Slate making is now mostly mechanised with quarries producing slates in various regular sizes and shapes. Random sized slates are not being produced in great numbers and are therefore not readily available for vernacular roofs.
Slating is divided into two areas, which are generally practised by different craftspeople:
- Cutting/riving slate: the craft of cutting slates, usually in the quarry, for use in roofing
- Fixing slate: the skills associated with fixing slates to the roof.
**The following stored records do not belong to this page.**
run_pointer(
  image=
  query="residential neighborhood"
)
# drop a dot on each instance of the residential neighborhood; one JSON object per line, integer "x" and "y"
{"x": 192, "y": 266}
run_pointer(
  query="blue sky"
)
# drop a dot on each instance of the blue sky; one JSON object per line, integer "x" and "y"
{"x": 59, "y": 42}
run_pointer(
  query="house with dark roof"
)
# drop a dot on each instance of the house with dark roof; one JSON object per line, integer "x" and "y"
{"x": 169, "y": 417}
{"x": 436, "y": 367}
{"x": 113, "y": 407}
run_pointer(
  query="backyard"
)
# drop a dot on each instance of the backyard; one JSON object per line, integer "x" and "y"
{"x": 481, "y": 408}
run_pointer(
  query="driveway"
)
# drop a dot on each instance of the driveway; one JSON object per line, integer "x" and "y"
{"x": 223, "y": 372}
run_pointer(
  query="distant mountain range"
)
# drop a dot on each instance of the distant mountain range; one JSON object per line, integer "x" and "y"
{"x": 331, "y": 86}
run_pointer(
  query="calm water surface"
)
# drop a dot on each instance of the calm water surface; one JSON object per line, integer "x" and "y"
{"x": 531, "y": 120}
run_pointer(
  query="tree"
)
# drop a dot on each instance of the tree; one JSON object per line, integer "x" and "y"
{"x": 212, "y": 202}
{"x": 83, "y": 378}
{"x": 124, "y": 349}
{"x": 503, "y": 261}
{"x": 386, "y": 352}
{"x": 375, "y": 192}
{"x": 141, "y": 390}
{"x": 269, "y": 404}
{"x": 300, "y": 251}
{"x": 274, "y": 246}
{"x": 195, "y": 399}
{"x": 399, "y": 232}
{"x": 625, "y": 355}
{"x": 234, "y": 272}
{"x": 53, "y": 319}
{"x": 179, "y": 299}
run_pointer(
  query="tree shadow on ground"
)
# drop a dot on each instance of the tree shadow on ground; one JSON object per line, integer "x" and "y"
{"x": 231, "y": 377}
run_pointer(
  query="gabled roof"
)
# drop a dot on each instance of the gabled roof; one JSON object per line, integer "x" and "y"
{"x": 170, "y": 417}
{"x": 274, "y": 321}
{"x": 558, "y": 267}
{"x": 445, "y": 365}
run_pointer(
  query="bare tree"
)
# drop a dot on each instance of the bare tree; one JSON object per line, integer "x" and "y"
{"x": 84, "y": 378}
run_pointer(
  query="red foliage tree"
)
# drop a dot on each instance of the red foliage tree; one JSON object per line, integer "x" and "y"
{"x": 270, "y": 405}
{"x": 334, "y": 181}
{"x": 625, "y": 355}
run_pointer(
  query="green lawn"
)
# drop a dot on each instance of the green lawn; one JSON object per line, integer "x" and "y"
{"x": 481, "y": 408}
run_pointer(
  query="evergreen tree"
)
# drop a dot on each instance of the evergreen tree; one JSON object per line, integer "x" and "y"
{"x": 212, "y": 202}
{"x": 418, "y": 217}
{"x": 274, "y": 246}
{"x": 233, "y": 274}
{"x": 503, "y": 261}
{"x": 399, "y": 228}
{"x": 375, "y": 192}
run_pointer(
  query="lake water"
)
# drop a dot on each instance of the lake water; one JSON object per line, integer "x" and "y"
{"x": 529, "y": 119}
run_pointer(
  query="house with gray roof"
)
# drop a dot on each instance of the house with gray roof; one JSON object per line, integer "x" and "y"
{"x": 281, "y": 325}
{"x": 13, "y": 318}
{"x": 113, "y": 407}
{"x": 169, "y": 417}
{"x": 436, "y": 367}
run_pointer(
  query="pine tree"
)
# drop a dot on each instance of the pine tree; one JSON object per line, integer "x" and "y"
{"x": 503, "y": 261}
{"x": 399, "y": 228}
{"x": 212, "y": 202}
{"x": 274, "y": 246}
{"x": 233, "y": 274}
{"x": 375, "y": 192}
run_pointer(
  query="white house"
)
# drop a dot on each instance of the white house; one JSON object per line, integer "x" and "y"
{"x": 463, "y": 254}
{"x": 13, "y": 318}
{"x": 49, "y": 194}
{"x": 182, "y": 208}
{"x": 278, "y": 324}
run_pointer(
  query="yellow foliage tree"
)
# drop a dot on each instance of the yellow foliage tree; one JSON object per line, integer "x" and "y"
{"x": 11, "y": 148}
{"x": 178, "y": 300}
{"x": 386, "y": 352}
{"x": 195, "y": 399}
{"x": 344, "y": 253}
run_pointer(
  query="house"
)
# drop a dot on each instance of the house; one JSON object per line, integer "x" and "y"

A particularly skilled area is the fixing of receding courses where large slates are fixed to the bottom of the roof and smaller slates fixed to the top
Vernacular slating techniques are highly regionalised, depending on the local stone.
The Stone Roofing Association and the technical advice notes produced by the Society for the Protection of Ancient Buildings (SPAB) provide details on regional variations.
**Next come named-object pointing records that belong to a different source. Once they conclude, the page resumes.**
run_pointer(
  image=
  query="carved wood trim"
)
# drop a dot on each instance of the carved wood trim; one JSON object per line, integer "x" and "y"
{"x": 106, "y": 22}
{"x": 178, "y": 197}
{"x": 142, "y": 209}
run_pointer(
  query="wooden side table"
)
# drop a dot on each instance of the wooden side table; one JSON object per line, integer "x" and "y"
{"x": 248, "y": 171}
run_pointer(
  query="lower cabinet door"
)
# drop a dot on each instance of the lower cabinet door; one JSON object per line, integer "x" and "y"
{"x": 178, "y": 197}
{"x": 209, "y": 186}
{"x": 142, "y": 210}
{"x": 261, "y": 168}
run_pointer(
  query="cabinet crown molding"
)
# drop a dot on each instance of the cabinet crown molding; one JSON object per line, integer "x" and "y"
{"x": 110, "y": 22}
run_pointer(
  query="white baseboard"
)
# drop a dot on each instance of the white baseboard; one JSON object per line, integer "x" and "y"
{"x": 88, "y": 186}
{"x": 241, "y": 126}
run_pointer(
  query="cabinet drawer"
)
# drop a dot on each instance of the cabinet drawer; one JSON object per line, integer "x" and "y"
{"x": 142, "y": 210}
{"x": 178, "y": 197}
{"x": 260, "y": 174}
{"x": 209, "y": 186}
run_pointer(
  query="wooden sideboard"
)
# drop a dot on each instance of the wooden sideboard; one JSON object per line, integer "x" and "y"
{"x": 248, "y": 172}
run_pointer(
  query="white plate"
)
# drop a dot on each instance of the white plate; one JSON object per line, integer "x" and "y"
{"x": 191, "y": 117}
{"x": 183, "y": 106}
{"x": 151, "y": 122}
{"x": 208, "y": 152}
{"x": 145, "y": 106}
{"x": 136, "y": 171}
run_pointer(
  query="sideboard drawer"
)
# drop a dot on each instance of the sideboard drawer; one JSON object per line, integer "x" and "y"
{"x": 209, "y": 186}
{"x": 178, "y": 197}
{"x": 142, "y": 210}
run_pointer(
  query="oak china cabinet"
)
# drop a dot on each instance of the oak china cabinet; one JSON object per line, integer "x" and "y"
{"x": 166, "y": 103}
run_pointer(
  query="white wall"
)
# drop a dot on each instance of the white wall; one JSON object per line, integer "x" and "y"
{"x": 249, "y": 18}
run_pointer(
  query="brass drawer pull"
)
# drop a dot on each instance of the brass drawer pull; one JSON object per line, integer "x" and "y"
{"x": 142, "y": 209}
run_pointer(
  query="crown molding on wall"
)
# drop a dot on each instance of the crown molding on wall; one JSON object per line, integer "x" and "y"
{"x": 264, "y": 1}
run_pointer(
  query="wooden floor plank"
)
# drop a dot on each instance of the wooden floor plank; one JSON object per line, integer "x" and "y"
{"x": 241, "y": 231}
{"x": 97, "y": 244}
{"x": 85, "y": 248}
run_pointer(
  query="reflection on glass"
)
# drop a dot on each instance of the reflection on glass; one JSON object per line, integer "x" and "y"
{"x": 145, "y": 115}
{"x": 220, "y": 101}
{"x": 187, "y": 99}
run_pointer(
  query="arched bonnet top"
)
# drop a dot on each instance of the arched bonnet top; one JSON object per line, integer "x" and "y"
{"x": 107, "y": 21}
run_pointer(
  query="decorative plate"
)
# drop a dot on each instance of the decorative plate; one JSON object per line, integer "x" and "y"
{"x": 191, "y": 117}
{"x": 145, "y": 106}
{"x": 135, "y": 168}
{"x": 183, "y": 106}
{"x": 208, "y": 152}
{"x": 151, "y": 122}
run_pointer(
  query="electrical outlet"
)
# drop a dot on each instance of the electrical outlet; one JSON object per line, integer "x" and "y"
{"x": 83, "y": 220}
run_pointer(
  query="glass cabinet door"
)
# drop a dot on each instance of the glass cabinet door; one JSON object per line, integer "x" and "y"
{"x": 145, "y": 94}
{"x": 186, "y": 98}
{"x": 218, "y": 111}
Issues affecting the viability of the craft
- Market issues: Vernacular slates are more expensive than modern slates and are often not readily available for vernacular roofing projects.
- Supply issues: Quarries often can’t respond quickly to demand and so lead times can make using the vernacular tiles less viable.
- Lack of skills and knowledge of regional slating types: Vernacular slating techniques are highly regionalised, and the viability of the craft varies depending on the slate or stone type, and hence depends on the region.
- Conservation of buildings: The protection/conservation for vernacular slating styles and techniques vary across the country, and in some places they are discarded and substituted with modern slating.
- Whilst there may be an intention to replace vernacular roofs, a lack of availability of slates and budget constraints have meant that many historic roofs have been lost.
- Competition with large companies: smaller slating companies and craftspeople are out competed by bigger building companies
- Stone Roofing Association
- Historic England – for Grade I and II* listed buildings where grants are involved
- Cadw – for Grade I and II* listed buildings where grants are involved
- Historic Scotland – for Grade I and II* listed buildings where grants are involved
- Society for the Protection of Ancient Buildings (SPAB)
Craftspeople currently known
- Richard Jordan
- Terry Hughes
Status: The endangeredness of slating depends on the region. Vernacular slating techniques are highly regionalised, and the viability of the craft varies depending on the slate or stone type, and hence depends on the region. In Wales and southwest England, for example, vernacular slating is critically endangered because vernacular techniques are not understood and are simply discarded and substituted with modern slating. In the Cotswolds, by contrast, there are many roofers who can produce authentic limestone slating because it isn’t possible to substitute other slating methods.